Thursday, October 18, 2018

The Importance of our Words

We all know that some of the most important phrases we can use in our daily speech are:

"Please."
"I'm sorry."
"Thank you."
"I love you."
"I appreciate you."
"You've got this!"
"I believe in you."
"What do you think?"
"Can you help me?"

Not to be forgotten are:

"How can I help?"
"What can I do?"
"How can I be there for you?"

A few days prior to leaving on a recent trip, a friend sent me some very wise words written by Rebbetzin Tziporah. She noted,

"You may not have much in the way of resources, but your power of speech belongs to you. Rav Freifeld told this story: A woman came into his study. She was visibly broken-hearted. When she moved to her new home, she invited her best friend to come over. Her friend came in, looked around, and remarked, “It's nice, but the rooms are so small.”

The woman was devastated. What was her friend thinking? “When you speak, you have to take responsibility,” Rav Freifeld said. "The Gemorrah tells you that when someone shows you a new purchase, you should offer praise even if it’s a piece of junk. You’re supposed to make people feel good. It’s too late. They already bought it. At least make them feel good by finding something positive to say. In the story of the woman in her apartment.... She’s living there. Why tell her that her rooms are small. Where’s your sense of responsibility?"
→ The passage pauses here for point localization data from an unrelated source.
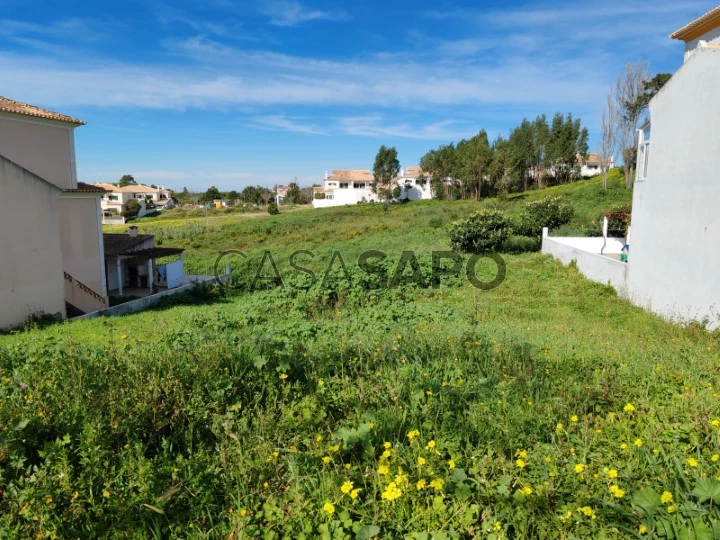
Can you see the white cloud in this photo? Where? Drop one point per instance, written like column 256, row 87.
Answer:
column 284, row 123
column 377, row 126
column 293, row 13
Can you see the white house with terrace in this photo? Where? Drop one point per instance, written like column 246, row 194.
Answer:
column 674, row 251
column 353, row 186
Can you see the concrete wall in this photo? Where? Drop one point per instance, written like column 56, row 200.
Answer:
column 594, row 266
column 675, row 245
column 31, row 271
column 44, row 148
column 81, row 234
column 713, row 36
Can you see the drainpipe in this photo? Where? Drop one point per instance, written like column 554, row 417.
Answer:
column 605, row 225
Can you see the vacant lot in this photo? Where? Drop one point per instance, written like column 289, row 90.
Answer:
column 545, row 407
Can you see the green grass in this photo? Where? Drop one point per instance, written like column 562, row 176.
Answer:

In other words, actions may speak louder than words, but words and thoughts are the seeds of those actions.

Kindness is important. 

I've experienced less-than-kind words from well-intentioned friends. So often I have asked others, when they are going through a difficulty, "How can I support you? What can I do to help?" And yet, when I have shared a difficulty with these same people, not once have I been asked how they can be of help or support to me. Friendships of this kind soon grow very lopsided, very fair-weather-ish. That's not a bad thing; it's just a fact.

Some people are like that. While I cannot change other people, I can choose to change my interactions with them over time. If I need a bit of cheering up, they are not on the list of the first persons to whom I turn. However, this is also true when really great things happen to me–– they are not among the first I tell the exciting things to. 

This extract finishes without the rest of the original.